Citation

Kaur H, Kumar N (2019) A Rare Case of Large Uterine Myoma in an Antenatal Women with Situs Inversus: A Case Report. Obstet Gynecol Cases Rev 6:144. doi.org/10.23937/2377-9004/1410144

CASE REPORT | OPEN ACCESSDOI: 10.23937/2377-9004/1410144

A Rare Case of Large Uterine Myoma in an Antenatal Women with Situs Inversus: A Case Report

Harsharan Kaur1 and Naina Kumar2*

1Department of Obstetrics and Gynecology, Maharishi Markandeshwar Institute of Medical Sciences and Research, Haryana, India

2Department of Obstetrics and Gynecology, All India Institute of Medical Sciences, Andhra Pradesh, India

Abstract

Leiomyomas or fibroids are the most common benign tumor of uterus and it often increases in size during pregnancy. Its incidence in pregnancy is approximately 1.5-2% and is associated with increased risk of complication during pregnancy including abortions, preterm labor, red degeneration, malpresentations, increased cesarean section rates, postpartum hemorrhage. We hereby, discuss a case of large multi-lobed uterine fibroid complicating the second trimester of pregnancy. Our patient presented with a large leiomyoma of approximately 28 × 30 cm size at 28 weeks of gestation with acute red degeneration of fibroid with intra-capsular and intra-peritoneal bleed. Life saving subtotal hysterectomy was done and around 1.5-2 liters of blood was drained out from the abdominal cavity. The total weight of uterus with fibroid was around 15 kg and benign leiomyoma was confirmed on histopathological examination.

Introduction

Fibroids are one of the most common benign smooth muscle tumors of the uterus [1,2], with an overall incidence of 40-60% in 35-years-old female and 70-80% by age 50 years [3]. They have both smooth muscle and fibroblast components, with significant amount of fibrous extracellular matrix, which all are responsible for the pathogenetic process [1]. The exact etiology of uterine fibroids is still unclear with many theories of its origin [3]. Various factors like genetic predisposition, steroid hormones, environmental factors, etc. play an important role in the fibrotic processes and angiogenesis, ultimately leading to formation and growth of uterine fibroids [4]. Hence, the origin of leiomyomas can be multifactorial [5]. Furthermore, the fibroids are enormously heterogeneous in their pathophysiology, location, size and their clinical presentation [1]. During antenatal period the diagnosis of fibroids becomes further challenging as the ultrasound's ability to detect fibroids in pregnancy is very low (1.4%-2.7%), mainly due to its decreased efficiency to differentiate between fibroids and normal thickening of the myometrium.
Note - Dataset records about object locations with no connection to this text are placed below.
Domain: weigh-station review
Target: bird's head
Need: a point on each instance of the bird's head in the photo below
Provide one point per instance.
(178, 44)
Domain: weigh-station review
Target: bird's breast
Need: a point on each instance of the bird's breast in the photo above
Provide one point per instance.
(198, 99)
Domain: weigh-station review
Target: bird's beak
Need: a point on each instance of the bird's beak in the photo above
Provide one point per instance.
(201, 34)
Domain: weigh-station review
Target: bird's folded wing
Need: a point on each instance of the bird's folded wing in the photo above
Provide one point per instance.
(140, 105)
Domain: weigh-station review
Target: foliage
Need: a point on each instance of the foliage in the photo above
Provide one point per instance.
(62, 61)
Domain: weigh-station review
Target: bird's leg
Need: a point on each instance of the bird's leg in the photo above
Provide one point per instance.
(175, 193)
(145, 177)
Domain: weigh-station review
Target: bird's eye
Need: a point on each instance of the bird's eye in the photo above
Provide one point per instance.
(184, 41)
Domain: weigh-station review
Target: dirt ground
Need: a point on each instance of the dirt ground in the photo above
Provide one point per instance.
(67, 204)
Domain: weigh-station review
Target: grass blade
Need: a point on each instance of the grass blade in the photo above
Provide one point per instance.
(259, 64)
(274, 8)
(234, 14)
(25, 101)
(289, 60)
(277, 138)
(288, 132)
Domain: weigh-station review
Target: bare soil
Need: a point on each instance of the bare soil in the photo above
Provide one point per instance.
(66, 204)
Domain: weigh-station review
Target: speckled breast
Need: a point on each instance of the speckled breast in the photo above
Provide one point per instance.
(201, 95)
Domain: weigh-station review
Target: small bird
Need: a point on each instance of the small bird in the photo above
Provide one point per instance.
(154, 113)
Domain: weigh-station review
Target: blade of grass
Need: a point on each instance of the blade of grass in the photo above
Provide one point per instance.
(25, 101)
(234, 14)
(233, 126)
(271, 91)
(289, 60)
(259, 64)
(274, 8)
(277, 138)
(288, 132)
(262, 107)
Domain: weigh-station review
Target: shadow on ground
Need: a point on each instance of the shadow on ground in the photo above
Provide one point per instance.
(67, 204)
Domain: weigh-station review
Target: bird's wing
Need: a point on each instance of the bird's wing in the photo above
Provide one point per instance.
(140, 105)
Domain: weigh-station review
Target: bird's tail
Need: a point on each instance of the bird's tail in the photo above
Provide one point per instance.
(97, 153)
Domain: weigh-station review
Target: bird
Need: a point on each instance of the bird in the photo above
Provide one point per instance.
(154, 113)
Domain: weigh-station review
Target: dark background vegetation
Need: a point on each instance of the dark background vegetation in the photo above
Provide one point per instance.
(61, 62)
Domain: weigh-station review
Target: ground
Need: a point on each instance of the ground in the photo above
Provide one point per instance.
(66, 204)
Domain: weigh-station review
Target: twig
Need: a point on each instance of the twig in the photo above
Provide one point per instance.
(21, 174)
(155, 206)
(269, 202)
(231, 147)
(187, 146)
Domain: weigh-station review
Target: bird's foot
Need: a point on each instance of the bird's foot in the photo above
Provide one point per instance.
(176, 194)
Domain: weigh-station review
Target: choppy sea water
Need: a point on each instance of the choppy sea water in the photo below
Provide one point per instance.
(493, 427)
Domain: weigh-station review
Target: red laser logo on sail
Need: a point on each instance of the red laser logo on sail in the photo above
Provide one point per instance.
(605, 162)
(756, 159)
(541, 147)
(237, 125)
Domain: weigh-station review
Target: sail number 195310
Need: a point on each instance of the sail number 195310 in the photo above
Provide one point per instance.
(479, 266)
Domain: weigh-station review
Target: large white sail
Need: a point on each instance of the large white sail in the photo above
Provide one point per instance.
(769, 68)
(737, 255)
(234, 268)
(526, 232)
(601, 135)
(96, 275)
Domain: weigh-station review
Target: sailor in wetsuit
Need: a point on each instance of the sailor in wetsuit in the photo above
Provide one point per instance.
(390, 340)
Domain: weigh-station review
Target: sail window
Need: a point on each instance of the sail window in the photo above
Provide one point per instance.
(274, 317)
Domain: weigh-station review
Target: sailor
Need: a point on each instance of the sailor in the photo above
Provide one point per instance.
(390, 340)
Hence, the reported prevalence of leiomyomas during pregnancy is underestimated and under-reported. Also, the exact association between uterine leiomyomas and poor pregnancy outcome is still not known [3]. Various studies have revealed that 60-70% of fibroids in antenatal women show no change in volume. Around 22-32% show increase in volume, especially in first trimester, with very minimal change in volume in second and third trimesters [6].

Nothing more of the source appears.